Mr. Strejan (the name is pronounced STREE-jen) was an artist from childhood, who discovered that he could figure out how things worked and then draw them with a knife. His nickname referred to his dazzling speed and skill with an X-Acto blade.

There are only a few dozen paper engineers in the world, all self-taught. It is hard not to marvel when a flat book opens and out comes a fully rigged galleon, a half-dozen dinosaurs or a breathing coral reef with eels swimming through the lacy boughs; pulling tabs can make shells open or tentacles wave. But the exacting mechanics of how it is done are hard to explain.

"I took paper, smashed it in a book and saw how it folded," he once said of his early experiments.

Complex constructions like Mr. Strejan's, which must be assembled, slotted in, and glued by hand, contain hundreds of individual pieces of paper, each precisely cut to fit and fold exactly, and hundreds of glue points.

Books with moveable parts can be traced to the 1300's, but the 19th-century Germans Ernest Nister and Lothar Meggendorfer are credited with the modern form, which then languished until the 1960's.

Robert Sabuda, an author and illustrator of recent pop-up titles like "The 12 Days of Christmas: A Pop-Up Celebration," called Mr. Strejan "a grand master of the generation when pop-up books entered their second golden age." Mr. Sabuda said Mr. Strejan's work "is so good that today I still can't figure out how to do some of it."

Mr. Strejan was born in Detroit and grew up in Portland, Ore. He moved to Los Angeles, where he worked for advertising agencies and was also art director for Teen magazine and Bullocks department store.
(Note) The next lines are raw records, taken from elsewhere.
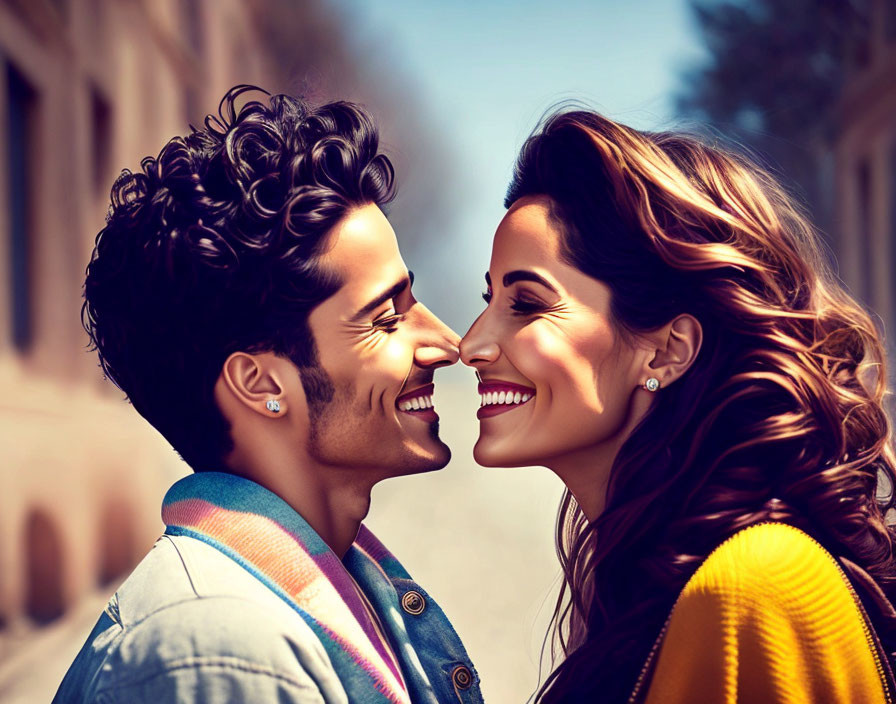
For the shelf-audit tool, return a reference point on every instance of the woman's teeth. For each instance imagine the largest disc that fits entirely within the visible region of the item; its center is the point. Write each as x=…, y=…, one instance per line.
x=503, y=397
x=416, y=404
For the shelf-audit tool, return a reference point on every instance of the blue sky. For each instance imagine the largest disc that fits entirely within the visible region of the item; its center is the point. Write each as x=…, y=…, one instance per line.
x=485, y=72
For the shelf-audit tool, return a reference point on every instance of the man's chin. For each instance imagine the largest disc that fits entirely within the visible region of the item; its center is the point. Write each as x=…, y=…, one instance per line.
x=432, y=457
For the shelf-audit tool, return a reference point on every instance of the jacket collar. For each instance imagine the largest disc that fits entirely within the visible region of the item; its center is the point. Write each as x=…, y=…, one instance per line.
x=261, y=532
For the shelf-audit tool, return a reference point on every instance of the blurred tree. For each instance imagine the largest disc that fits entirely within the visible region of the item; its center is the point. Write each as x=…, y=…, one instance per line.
x=774, y=73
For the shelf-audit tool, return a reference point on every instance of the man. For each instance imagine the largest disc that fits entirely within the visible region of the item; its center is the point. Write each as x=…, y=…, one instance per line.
x=249, y=297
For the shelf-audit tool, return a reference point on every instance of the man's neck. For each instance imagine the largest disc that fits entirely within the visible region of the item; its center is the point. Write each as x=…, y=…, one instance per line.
x=332, y=500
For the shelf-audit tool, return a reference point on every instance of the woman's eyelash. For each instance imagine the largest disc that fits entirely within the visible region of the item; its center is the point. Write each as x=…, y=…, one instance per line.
x=387, y=324
x=524, y=306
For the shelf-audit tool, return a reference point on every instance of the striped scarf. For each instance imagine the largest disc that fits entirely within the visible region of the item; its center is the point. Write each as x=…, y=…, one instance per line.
x=261, y=532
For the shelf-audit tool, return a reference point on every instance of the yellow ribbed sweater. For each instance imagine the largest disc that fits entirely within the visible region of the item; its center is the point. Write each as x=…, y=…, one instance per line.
x=769, y=617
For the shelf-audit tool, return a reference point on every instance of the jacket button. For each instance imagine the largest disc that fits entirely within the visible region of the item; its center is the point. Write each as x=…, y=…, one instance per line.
x=462, y=677
x=413, y=603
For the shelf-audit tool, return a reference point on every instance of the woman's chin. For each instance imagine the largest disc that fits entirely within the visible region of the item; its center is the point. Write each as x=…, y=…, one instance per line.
x=496, y=453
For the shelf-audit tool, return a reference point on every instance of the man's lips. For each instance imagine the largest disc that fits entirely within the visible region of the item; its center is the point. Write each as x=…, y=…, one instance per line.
x=498, y=397
x=418, y=403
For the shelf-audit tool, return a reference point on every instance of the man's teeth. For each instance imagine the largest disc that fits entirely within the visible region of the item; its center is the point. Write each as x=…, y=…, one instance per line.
x=503, y=397
x=416, y=404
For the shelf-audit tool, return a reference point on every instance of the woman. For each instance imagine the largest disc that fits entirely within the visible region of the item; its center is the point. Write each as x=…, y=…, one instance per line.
x=662, y=332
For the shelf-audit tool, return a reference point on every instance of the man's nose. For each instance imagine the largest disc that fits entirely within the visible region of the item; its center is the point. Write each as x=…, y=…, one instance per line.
x=440, y=344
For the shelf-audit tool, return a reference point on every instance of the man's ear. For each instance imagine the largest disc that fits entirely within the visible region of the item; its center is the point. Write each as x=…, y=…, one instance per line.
x=676, y=347
x=255, y=381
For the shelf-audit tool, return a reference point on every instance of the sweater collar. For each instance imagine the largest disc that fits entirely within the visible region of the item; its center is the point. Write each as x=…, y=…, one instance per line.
x=271, y=540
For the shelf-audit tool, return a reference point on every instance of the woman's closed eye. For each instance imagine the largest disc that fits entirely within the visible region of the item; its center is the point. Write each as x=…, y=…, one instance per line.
x=524, y=305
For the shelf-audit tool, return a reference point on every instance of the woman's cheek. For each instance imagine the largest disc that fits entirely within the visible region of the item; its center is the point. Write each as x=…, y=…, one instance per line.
x=557, y=366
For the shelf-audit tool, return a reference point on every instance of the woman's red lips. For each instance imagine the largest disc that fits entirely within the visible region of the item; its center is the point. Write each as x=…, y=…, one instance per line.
x=498, y=397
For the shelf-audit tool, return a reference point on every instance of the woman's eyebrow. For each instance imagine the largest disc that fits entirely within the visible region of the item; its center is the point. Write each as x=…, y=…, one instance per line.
x=524, y=275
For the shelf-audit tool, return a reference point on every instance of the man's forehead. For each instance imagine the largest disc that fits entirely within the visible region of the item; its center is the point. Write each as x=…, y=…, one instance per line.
x=364, y=253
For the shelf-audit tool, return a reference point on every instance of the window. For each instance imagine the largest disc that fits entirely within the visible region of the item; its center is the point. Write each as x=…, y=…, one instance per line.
x=21, y=101
x=864, y=233
x=100, y=134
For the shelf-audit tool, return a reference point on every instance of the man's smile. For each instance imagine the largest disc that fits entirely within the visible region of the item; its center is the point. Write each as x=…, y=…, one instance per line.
x=418, y=403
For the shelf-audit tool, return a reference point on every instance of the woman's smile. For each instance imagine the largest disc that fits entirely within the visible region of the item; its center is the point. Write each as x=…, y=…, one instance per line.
x=498, y=397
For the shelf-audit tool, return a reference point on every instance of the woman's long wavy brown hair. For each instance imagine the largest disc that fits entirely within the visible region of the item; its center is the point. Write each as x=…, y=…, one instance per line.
x=780, y=417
His first three-dimensional projects were done for the Elgin Davis Art Studio. Mr. Davis was a founder of Graphics International, designers and producers of a new line of pop-books in the late 1960's, which required hand assembly. It later became Intervisual Books, one of the leaders in the field today.

Among the titles that established Mr. Strejan's international reputation were the large-format collection "The Sailing Ships" (1984) and "The Facts of Life" (also 1984), by Dr. Jonathan Miller, an educational book for adults and children that was memorable for its inclusion of anatomically complete human genitalia; both were published by Viking. From 1987 to 1989 Mr. Strejan engineered a National Geographic series on animals, including "Strange Animals of the Sea."

Mr. Strejan was married four times, most recently two days before he died to his companion of 17 years, Patricia Kroon. He is survived by four daughters from previous marriages, Ms. Strejan-Schwartz, Sabrina Sciacca, Heather Romano and Shannon Praytchl; two stepdaughters, Diane Umberger and Stacey Palmisano; a brother, Gene; and five grandchildren.

In addition to creating more than 50 books, Mr. Strejan, who reveled in the freelance life, continued to do paper engineering for advertising displays like a pop-up version of the Magic Castle for Disney, a pop-up of the Getty Museum and posters for the movie "Toy Story."

Mr. Strejan's last project for Intervisual Books, which sold about 500,000 copies in 13 countries, was "Choo-Choo Charlie: The Littletown Train" (1998; distributed in the United States by PiggyToes Press), a cardboard book and play set with a pop-up village and a wind-up train. And, it whistles.